Participation of two fusion peptides in measles virus-induced membrane fusion: emerging similarity with other paramyxoviruses.

Paramyxoviruses penetrate into their host cells by fusing their membranes with the plasma membrane. The hydrophobic N terminus of their F1 protein, termed the 'fusion peptide', is thought to be responsible for this process. Recently, an additional internal fusion peptide, homologous in sequence to the N-terminal fusion peptide of HIV-1, was identified in the Sendai virus F1 protein. Here, we investigated whether the presence of an additional internal fusion peptide is a general feature of paramyxoviridae. To this end, we synthesized and structurally and functionally characterized three peptides: (i) MV-197, which corresponds to an internal segment of the F1 protein of the measles virus (amino acids 197-225), homologous in location but not in sequence to the internal fusion peptide of the Sendai virus, (ii) Mu-MV-197, a randomized version of MV-197, and (iii) the 33 amino acid N-terminal fusion peptide of the measles virus.
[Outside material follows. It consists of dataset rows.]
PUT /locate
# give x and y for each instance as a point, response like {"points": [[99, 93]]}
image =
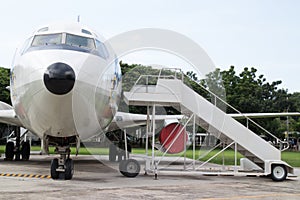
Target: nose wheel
{"points": [[63, 167]]}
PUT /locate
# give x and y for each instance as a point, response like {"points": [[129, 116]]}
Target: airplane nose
{"points": [[59, 78]]}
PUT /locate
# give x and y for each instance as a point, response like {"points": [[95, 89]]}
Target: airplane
{"points": [[63, 78]]}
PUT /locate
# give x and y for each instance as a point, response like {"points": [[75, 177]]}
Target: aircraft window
{"points": [[83, 42], [101, 49], [86, 31], [43, 29], [50, 39]]}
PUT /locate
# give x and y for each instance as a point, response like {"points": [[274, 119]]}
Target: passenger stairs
{"points": [[171, 91]]}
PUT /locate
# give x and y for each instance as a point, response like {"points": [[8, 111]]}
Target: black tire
{"points": [[69, 171], [112, 152], [129, 168], [9, 151], [54, 166], [279, 173], [25, 151]]}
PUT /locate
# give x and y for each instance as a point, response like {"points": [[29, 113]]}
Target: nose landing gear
{"points": [[63, 167]]}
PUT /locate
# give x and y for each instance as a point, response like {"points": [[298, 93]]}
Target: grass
{"points": [[291, 157]]}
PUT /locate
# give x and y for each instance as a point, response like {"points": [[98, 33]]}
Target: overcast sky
{"points": [[264, 34]]}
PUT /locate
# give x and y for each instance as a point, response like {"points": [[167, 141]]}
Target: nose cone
{"points": [[59, 78]]}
Remarkably, only MV-197 was highly fusogenic toward large unilamellar vesicles composed of either zwitterionic (phosphatidylcholine or phosphatidylcholine/sphingomyelin/cholesterol, a composition similar to that of human cell membranes) or negatively charged phospholipids. Binding experiments, circular dichroism spectroscopy in phospholipid membranes, and homo energy-transfer studies with fluorescently labeled peptides revealed that MV-197 adopts a predominant alpha-helical structure and shares properties similar to those reported for known fusion peptides. These results suggest that the presence of two fusion peptides in the F1 protein is a general feature of paramyxoviruses.